In many state Medicaid programs, primary care is the keystone that supports other state health care priorities, like value-based care and health equity. Better primary care is associated with improved health outcomes, lower health care costs, and reductions in health disparities — especially for communities of color. By promoting advanced primary care within Medicaid initiatives, states can work toward broader state health care goals and have a big impact.

Through Medicaid managed care contract cycles, states have regular opportunities to catalyze activities relating to advanced primary care and health equity. Managed care contracts and requests for proposals (RFPs) serve — not as boilerplate, legalistic documents — but as dynamic expressions of states’ priorities. Contracts are tools that can drive better, more equitable outcomes. Contract requirements and incentives are levers that can elevate innovation and encourage accountability. For example, with increased state focus on acknowledging and addressing racism in health care institutions, Medicaid managed care contracts can advance policies and programs that explicitly reduce health disparities, embed cultural humility in care, and promote health equity.

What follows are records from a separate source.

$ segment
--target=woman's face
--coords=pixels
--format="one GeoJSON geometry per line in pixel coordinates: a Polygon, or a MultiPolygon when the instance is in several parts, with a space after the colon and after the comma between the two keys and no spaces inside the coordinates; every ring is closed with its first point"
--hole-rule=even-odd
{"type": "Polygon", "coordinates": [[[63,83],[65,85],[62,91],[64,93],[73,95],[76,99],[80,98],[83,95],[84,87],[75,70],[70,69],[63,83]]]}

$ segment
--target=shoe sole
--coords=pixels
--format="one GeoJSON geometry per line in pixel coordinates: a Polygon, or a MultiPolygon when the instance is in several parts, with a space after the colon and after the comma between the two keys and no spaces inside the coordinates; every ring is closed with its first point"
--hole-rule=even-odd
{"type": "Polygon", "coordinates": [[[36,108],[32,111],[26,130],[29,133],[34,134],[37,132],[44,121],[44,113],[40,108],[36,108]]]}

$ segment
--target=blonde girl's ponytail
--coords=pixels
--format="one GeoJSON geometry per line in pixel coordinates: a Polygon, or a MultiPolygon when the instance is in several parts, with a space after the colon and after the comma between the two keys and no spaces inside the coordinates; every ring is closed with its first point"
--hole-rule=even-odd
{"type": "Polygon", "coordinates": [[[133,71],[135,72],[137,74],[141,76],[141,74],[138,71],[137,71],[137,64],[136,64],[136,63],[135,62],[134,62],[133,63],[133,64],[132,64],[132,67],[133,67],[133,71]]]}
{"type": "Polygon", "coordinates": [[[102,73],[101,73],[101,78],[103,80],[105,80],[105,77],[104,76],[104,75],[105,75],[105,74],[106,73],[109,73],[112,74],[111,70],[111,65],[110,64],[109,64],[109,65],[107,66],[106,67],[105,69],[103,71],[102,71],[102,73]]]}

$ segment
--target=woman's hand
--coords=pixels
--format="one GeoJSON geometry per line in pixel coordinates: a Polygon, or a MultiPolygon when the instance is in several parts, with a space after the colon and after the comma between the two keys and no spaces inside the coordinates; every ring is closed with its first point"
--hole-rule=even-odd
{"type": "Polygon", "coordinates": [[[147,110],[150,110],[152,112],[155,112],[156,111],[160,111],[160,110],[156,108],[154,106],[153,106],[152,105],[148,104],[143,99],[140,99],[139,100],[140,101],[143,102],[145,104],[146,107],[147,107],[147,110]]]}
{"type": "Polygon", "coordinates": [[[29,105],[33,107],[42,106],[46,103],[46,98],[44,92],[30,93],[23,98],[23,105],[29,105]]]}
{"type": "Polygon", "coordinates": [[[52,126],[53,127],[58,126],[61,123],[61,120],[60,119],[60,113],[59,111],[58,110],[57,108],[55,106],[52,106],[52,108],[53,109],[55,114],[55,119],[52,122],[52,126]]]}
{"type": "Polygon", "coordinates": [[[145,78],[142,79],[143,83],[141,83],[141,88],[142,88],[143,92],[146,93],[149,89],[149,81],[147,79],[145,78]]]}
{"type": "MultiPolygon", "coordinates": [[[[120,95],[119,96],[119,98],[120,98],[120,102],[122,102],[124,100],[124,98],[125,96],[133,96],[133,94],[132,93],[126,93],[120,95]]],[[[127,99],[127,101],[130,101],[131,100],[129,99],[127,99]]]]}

Over the past two years, the Center for Health Care Strategies (CHCS) has helped states explore how to use managed care tools and levers to strengthen primary care models that better serve the needs of Medicaid enrollees. Through the Advancing Primary Care Innovation in Medicaid Managed Care learning collaborative, supported by The Commonwealth Fund, CHCS assisted 10 states in designing Medicaid managed care programs that hold managed care organizations (MCOs) accountable for progress toward concrete primary care goals. Inspired by these states, CHCS compiled design considerations and state examples in a toolkit for states that features design options related to identifying and addressing social needs, integrating behavioral health, and moving to value-based payment in primary care, among other topics.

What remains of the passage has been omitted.